Este punto de vista sesgado resulta muy funcional a actores indispensables de esos años de oscuridad que, con este relato como pantalla, aprovecharon para escapar por bambalinas sin que el dedo acusador de la sociedad recayera sobre ellos. En esa reconstrucción no existe el Departamento de Estado de los Estados Unidos, ni la Embajada de ese país, ni la C.I.A.; como tampoco quedan las huellas de las corporaciones extranjeras, ni las de la Iglesia, ni las de los terratenientes locales que buscaban menguar los avances de los trabajadores en materia de derechos. Pero mucho menos es perceptible el papel de los máximos responsables: los economistas al servicio del poder real.
La explicación de los crímenes de la dictadura radica entonces, como lo advirtiera preclaramente Rodolfo Walsh, en la instalación de la “miseria planificada”. Refuerza Klein:
En cierta manera, lo que sucedió en América Latina en los años setenta es que fue tratada como la escena de un asesinato cuando, en realidad, era la escena de un robo a mano armada extraordinariamente violento.
Así, la economía neoliberal lavó sus manos de la sangre que ella misma hizo verter. Se despegó de su inextricable vínculo con las dictaduras y de los métodos violentos que necesariamente requiere para su puesta en marcha, dedicando todo su esmero en el afán de ligar sus doctrinas a conceptos de connotación positiva como la libertad y la democracia. Sin embargo, los mercados no tienen que ver con la cosa pública, sino con la salvación individual; por ende, en ellos la soberanía no es del pueblo sino de cada quien. El ultraliberalismo es, por esencia, antidemocrático: no hay mutua correspondencia entre economía de libre mercado y democracia.
Por mucho que se ofenda cuando lo acusan, por mucho que cite a Benegas Lynch, Milei no puede desprender su proyecto económico del de la dictadura.

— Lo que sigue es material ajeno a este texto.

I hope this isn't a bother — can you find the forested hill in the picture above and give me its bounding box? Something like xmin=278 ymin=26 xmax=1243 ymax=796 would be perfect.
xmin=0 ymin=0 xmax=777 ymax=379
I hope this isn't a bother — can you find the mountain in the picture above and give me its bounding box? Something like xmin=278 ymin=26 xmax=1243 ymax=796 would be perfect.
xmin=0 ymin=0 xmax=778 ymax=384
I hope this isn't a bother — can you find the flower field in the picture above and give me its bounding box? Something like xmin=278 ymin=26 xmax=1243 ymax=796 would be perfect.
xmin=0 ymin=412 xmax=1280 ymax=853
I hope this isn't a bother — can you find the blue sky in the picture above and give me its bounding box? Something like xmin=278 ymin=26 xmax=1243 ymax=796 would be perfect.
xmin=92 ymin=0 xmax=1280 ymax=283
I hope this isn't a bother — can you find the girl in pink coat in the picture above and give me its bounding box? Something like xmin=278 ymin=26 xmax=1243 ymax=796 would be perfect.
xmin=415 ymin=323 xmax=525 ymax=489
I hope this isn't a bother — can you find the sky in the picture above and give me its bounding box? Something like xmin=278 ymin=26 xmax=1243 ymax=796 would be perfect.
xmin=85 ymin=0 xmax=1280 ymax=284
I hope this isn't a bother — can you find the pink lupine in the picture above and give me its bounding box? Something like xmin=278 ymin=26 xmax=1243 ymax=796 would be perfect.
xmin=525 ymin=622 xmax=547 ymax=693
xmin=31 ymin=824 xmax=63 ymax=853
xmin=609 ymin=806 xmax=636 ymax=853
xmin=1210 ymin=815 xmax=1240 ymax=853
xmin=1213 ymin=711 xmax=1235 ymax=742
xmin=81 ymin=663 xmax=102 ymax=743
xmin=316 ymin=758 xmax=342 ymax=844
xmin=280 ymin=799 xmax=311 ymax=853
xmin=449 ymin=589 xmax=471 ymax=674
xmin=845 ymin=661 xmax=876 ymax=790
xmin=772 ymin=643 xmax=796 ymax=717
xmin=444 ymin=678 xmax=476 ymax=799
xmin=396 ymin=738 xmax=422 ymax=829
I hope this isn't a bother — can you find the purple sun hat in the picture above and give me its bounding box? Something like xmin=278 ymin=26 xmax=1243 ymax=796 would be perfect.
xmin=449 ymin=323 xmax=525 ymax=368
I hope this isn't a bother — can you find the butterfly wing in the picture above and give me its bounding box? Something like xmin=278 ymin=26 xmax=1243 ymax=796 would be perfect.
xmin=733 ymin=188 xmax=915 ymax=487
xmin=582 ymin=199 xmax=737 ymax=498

Porque no hay reducciones de impuestos, privatización de los servicios, recortes en el gasto social ni liberalización y desregulación generales, sin generar una afectación en la vida de las mayorías. Y como todo ejercicio de poder implica una resistencia, para concretar su verdadera visión necesitará recurrir a la violencia y la coerción.
La elección de Victoria Villarruel como candidata de fórmula, entonces, no constituye una anexión accidental a la plataforma de La Libertad Avanza, sino que representa el complemento esencial del proyecto económico que, una vez más, hará más ricos a unos pocos y hundirá más profundamente aún a las grandes mayorías.
Lamentablemente, no hay buenos en esta fórmula.